Intel® ISA Extensions
Use hardware-based isolation and memory encryption to provide more code protection in your solutions.

Disable SSE* instructions

Hsunwei_H_
Beginner
2,351 Views

Hello,

I am trying to prevent GCC from generating SSE* related instructions. However, SSE uops are still observed using Oprofile.

I used the following GCC flags to do so:  -march=i386 -mno-mmx -mno-sse -mno-sse2 -mno-sse3 -mno-ssse3 -mno-sse4.1 -mno-sse4.2 -mfpmath=387

Oprofile outputs:

        Event                                          Count                          % time counted
        FP_COMP_OPS_EXE:0x1           3,554,989,165,876        26.67
        FP_COMP_OPS_EXE:0x2           5,571                           26.67
        FP_COMP_OPS_EXE:0x4           0                                 26.67
        FP_COMP_OPS_EXE:0x8           18,729,332                   26.67
        FP_COMP_OPS_EXE:0x10          0                                 26.67
        FP_COMP_OPS_EXE:0x20          0                                 26.67
        FP_COMP_OPS_EXE:0x40          0                                 26.67
        FP_COMP_OPS_EXE:0x80          0                                 26.68
        SIMD_INT_128                             0                                 26.67
        SIMD_INT_64                               0                                 26.67
        SSEX_UOPS_RETIRED:0x1         56,507,076                   26.67
        SSEX_UOPS_RETIRED:0x2         783,193                        26.67
        SSEX_UOPS_RETIRED:0x4         0                                  26.67
        SSEX_UOPS_RETIRED:0x8         47,643                          26.67
        SSEX_UOPS_RETIRED:0x10       39,842,775                    26.67

The following outputs are from the execution using compilation flags: -march=native  (corei7)

        Event                                          Count                         % time counted
        FP_COMP_OPS_EXE:0x1           226,437,482,607          26.67
        FP_COMP_OPS_EXE:0x2           4,922                          26.67
        FP_COMP_OPS_EXE:0x4           3,319,227,676,538        26.67
        FP_COMP_OPS_EXE:0x8           20,148,824                   26.67
        FP_COMP_OPS_EXE:0x10          0                                 26.67
        FP_COMP_OPS_EXE:0x20          3,318,136,953,656        26.67
        FP_COMP_OPS_EXE:0x40          0                                 26.67
        FP_COMP_OPS_EXE:0x80          3,319,097,939,337        26.67
        SIMD_INT_128                             0                                 26.67
        SIMD_INT_64                               0                                 26.67
        SSEX_UOPS_RETIRED:0x1         63,739,766                   26.67
        SSEX_UOPS_RETIRED:0x2         1,042,903                     26.67
        SSEX_UOPS_RETIRED:0x4         836,680,511                  26.67
        SSEX_UOPS_RETIRED:0x8         7,691,378,757,211         26.67
        SSEX_UOPS_RETIRED:0x10        50,823,945                   26.67

There are indeed some difference.
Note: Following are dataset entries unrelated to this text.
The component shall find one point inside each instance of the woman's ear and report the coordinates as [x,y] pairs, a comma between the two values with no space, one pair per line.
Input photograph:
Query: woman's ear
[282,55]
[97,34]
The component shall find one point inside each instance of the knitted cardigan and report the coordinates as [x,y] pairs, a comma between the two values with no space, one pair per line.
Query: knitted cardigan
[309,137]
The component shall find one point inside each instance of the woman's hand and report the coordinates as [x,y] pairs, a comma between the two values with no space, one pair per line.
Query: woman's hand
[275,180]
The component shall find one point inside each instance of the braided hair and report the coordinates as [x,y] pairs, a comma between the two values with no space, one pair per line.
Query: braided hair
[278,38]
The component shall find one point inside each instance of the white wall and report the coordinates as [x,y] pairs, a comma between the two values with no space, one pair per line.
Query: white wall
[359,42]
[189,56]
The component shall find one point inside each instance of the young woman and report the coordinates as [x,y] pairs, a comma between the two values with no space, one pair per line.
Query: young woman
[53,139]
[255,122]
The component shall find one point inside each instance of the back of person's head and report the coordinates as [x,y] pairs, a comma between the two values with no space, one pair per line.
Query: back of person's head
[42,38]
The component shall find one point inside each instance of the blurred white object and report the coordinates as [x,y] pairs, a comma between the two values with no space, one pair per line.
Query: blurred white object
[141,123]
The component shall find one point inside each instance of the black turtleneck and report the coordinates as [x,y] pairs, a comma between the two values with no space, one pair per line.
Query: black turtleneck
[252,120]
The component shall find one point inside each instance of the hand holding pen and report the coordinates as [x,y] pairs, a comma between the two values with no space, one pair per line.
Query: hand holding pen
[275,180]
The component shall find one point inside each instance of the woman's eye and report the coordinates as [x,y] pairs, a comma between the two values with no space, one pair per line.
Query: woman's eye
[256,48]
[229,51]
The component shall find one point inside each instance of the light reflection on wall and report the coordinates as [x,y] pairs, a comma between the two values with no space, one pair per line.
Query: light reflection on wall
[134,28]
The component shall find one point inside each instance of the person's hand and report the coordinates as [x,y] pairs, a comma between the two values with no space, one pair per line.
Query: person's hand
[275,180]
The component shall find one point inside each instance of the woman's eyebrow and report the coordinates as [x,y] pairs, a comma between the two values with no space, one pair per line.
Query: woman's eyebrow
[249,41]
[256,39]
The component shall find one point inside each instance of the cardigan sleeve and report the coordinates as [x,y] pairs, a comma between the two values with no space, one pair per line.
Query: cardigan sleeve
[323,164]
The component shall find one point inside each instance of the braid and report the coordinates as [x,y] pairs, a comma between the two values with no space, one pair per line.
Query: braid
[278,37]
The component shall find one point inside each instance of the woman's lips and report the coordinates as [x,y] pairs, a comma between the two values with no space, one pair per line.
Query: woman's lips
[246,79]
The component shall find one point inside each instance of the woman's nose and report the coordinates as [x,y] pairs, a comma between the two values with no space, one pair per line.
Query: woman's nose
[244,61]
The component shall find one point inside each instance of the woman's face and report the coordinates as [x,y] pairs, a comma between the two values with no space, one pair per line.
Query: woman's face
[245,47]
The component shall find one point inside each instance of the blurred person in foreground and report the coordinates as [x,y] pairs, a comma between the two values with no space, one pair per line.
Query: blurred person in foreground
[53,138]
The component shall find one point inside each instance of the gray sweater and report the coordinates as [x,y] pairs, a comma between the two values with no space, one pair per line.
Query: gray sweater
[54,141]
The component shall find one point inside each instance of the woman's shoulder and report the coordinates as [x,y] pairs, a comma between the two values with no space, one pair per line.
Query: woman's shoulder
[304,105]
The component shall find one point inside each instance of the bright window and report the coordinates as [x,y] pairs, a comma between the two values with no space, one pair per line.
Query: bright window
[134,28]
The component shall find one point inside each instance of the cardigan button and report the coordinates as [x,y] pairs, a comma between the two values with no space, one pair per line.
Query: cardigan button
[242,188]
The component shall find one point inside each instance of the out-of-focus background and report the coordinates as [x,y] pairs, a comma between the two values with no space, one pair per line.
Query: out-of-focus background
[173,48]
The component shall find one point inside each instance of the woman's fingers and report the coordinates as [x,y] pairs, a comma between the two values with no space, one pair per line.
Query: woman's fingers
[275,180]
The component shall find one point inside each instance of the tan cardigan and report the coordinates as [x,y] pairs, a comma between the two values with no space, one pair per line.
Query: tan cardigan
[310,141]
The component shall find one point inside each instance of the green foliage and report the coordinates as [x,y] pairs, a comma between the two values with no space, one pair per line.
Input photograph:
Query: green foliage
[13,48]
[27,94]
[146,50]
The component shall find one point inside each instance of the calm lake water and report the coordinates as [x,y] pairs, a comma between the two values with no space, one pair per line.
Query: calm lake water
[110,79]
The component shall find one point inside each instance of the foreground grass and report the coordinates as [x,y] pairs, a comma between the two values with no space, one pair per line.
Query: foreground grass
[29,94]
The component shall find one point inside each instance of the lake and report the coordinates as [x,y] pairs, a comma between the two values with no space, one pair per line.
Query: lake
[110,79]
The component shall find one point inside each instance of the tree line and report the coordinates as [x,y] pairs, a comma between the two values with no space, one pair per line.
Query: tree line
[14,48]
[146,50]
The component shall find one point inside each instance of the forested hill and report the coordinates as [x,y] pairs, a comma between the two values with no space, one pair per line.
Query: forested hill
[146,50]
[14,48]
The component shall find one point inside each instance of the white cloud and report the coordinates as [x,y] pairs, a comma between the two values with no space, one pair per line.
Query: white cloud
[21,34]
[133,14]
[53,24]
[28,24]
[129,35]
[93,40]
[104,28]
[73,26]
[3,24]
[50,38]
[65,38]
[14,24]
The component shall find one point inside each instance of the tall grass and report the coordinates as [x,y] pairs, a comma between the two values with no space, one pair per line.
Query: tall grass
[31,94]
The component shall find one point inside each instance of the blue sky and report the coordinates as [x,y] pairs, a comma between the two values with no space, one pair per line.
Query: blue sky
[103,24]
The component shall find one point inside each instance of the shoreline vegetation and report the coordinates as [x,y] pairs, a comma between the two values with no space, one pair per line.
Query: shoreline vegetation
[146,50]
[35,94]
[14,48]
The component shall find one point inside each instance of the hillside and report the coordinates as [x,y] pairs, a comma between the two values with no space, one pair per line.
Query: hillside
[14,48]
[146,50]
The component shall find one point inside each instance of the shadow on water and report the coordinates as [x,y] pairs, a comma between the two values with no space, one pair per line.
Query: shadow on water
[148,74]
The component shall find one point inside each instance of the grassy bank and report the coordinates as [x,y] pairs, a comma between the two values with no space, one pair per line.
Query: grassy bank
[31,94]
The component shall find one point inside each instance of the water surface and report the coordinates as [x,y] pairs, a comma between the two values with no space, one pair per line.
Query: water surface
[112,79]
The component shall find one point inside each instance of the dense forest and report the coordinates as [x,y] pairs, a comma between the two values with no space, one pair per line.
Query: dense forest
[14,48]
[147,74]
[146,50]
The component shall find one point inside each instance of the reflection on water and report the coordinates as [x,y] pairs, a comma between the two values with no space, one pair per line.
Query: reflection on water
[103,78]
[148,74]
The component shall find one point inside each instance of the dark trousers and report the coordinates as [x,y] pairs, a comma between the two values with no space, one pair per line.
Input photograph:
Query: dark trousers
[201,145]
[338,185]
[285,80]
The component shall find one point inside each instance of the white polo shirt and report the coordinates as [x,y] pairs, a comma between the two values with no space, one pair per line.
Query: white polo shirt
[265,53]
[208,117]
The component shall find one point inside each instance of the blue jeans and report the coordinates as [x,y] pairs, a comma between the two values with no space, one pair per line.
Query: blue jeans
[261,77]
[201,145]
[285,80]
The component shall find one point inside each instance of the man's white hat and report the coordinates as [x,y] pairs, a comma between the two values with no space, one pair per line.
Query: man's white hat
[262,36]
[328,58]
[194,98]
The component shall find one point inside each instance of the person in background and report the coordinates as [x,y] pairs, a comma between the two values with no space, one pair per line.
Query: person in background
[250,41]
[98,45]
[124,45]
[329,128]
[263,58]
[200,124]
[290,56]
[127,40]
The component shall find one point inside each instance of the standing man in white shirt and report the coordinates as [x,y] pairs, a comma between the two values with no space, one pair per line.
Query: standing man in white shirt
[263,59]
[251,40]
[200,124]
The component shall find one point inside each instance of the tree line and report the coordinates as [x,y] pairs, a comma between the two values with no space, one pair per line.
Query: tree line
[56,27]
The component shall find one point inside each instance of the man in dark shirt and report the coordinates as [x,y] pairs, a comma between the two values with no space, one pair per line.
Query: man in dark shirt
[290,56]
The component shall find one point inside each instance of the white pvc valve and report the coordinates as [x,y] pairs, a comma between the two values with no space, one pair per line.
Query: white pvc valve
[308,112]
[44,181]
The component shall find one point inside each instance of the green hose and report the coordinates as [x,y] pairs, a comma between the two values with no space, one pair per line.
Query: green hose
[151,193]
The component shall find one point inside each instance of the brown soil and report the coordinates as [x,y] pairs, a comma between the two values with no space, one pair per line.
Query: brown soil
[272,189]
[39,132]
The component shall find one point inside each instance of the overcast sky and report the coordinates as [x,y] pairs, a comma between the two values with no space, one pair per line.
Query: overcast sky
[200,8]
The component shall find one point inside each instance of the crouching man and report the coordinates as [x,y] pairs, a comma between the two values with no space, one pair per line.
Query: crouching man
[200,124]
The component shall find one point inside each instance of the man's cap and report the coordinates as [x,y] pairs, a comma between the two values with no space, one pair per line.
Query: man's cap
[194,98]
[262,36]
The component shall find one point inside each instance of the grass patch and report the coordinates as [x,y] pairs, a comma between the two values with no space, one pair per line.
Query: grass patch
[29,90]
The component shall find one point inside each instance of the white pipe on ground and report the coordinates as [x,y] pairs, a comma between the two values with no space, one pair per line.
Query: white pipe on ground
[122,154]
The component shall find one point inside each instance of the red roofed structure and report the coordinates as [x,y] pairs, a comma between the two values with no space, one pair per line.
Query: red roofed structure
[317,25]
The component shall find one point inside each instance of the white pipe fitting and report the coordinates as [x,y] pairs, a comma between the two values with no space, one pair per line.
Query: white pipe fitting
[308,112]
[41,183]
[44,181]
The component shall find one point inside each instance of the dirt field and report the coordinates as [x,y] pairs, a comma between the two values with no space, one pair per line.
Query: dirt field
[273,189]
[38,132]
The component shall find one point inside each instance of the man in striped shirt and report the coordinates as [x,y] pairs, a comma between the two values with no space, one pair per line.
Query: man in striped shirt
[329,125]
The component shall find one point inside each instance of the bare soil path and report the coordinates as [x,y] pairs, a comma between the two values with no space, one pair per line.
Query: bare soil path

However, I would like to preventing using SSE at all.

Is this possible? How can I do that?

Thanks!

0 Kudos
6 Replies
Bernard
Valued Contributor I
2,351 Views

I do not think that at hardware level you can disable SSEn instruction.I suppose that you mean  disabling emission of SSEn code at compiler level.

You can be counting also uops generated by the other code.I would advise to double check your result with VTune, unless Oprofile can track instruction pointer.

0 Kudos
Hsunwei_H_
Beginner
2,351 Views

Thanks for the quick reply.

So it is possible that other non-SSE instructions can generate SSE-uops in hardware. Is there any documentation regarding what instructions will behave this way?

I was trying to assess the performance improvement provided by SSEn instructions. Is there any publication documenting this?

Thanks!

0 Kudos
Vladimir_Sedach
New Contributor I
2,351 Views

Compiler never uses x87 FPU at least in x64 mode.
Take a look at http://en.wikipedia.org/wiki/X86-64
and find 'x87'.
You can easily check this by analyzing the assembly code generated for simple scalar operations.
 

0 Kudos
MarkC_Intel
Moderator
2,351 Views

Consider if your app is linking against any runtime libraries. The standard system runtime libraries will use SSE* instructions.

0 Kudos
Bernard
Valued Contributor I
2,351 Views

Vladimir is right. By reading x86-64 ABI you can see that SSE instructions are generated for floating point code.

>>>So it is possible that other non-SSE instructions can generate SSE-uops in hardware>>>

I do not think so . It could be other run-time libraries which have different path of execution.

0 Kudos
McCalpinJohn
Honored Contributor III
2,351 Views

I was able to get gcc to generate x87 code using cygwin under Windows 7.  The OS is 64-bit, but the cygwin/gcc compiler was probably generating a 32-bit executable.  The last time I looked at the assembly output (yesterday) it also included SSE instructions, and I have not tried to generate code without them.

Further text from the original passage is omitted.